Bobby Rush – “Funk O' De Funk” off the album Porcupine Meat
William Bell – “The Three of Me” off the album This Is Where I Live
Of the releases by blues men, my favorite is by icon Bobby Rush, who has been experiencing a renaissance in his career in recent years (he was 83 years young in November), and may still be the funkiest man alive. And to prove it, his 2016 release, Porcupine Meat has got the “Funk O' De Funk.”
Sugar Ray & The Bluetones – “It Ain't Funny” off the album Seeing Is Believing
I've grown to love the reemerging east-coast traditional blues sound in recent years. Sugar Ray and The Bluetones have followed up their 2015 multi Blues Music Award winning CD Living Tear To Tear with another good one, Seeing is Believing, this one is “It Ain't Funny.”
The Knickerbocker All-Stars “Going To The Country” off the album Texas Rhody Blues
If you take that same traditional sound and add horns, you get The Knickerbocker All-Stars. Some of the all-stars include Jimmy Vaughn and Duke Robillard on guitar. The CD is titled Texas Rhody Blues (Vaughn is from Austin TX, and Robillard is from Rhode Island). This is both Jimmy and Duke playing guitar with Duke singing “Going To The Country.”
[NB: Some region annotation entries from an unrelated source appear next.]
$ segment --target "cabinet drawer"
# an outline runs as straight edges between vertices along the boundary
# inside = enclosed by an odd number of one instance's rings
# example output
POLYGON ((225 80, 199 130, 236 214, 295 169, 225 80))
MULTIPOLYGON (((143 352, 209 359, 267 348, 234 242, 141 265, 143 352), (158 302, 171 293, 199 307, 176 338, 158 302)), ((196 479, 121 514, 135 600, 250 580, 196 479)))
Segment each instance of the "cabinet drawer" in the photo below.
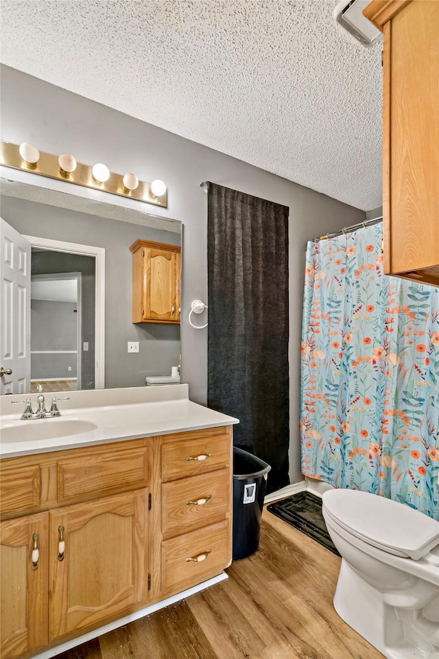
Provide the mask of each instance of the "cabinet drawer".
POLYGON ((228 520, 162 542, 163 594, 178 592, 210 579, 231 558, 228 520), (202 557, 205 556, 204 559, 202 557), (199 561, 191 560, 198 557, 199 561))
POLYGON ((163 483, 163 538, 179 535, 228 518, 230 478, 230 470, 222 469, 163 483))
POLYGON ((197 476, 221 467, 228 467, 230 460, 230 430, 217 434, 188 433, 187 439, 165 441, 162 446, 162 481, 174 481, 197 476))
POLYGON ((139 448, 58 460, 58 500, 145 487, 147 456, 147 448, 139 448))
POLYGON ((36 508, 41 496, 39 465, 3 469, 0 476, 1 513, 21 512, 36 508))

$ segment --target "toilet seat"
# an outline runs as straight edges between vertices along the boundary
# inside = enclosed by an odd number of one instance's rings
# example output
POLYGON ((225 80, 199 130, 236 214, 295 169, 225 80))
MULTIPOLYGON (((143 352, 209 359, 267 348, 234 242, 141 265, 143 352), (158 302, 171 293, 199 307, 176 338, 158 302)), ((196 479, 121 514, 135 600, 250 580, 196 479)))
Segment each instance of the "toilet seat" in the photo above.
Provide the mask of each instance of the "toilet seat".
POLYGON ((418 560, 439 545, 439 523, 408 506, 356 489, 324 494, 325 514, 366 544, 418 560))

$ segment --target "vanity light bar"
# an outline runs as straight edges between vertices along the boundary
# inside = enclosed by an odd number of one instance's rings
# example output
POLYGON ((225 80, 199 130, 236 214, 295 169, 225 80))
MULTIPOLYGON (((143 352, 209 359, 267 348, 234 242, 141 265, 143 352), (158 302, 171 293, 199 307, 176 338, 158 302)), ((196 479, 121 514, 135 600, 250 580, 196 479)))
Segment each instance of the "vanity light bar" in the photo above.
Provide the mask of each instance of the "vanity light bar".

Don't get me wrong, I still love my Chicago boys. Lurrie Bell is probably going to win lots of awards for his CD Can't Shake This Feeling. Soul-blues singer/harp player Omar Coleman has a cool live CD recorded in one of Chicago's iconic clubs, Rosa's Lounge. Sugar Blue has returned to a more traditional blues sound with his disc Voyage, which proves he's still one of the world's premiere harp players, and Lil Ed's got The Big Sound of Lil Ed. I also want to give a shout out to Iowan's Rush Cleveland, Blue Henry from Cedar Rapids and, I don't mind sayin', I think The Blue Band had a nice 35th Anniversary CD in 2016.
Deb Ryder-Grit - “Grease and Tears” off the album Grit, Grease and Tears
I told you it was the year of the woman in the blues. Deb Ryder has her third gem in a row out in 2016. She writes and sings the songs; she produces the recording; and she even did the graphic design for the cover. Originally from around Peoria IL, now based in Los Angeles, my favorite blues CD for 2016 is Deb's Grit, Grease and Tears.
“You Can’t Do that” by the Beatles from the album “Live at the Hollywood Bowl”
As far as Backtracks, anytime you have a new Beatles release, it's a good year. The reissue of Live at The Hollywood Bowl uses modern technology to REALLY enhance the mix of the band (keep in mind all the tech advances since it was first released in 1977). It also has second generation Beatle engineering. Famed Beatle producer George Martin's son Giles is the audio genius producer. It also gives us 4 songs not on the original 1977 release including the 1964 performance of “You Can't Do That.” This is all in conjunction with the release of the Ron Howard documentary film 8 Days A Week spotlighting the Fab Four’s touring days at the height of Beatlemania. Everyone I know who's seen the film loves it.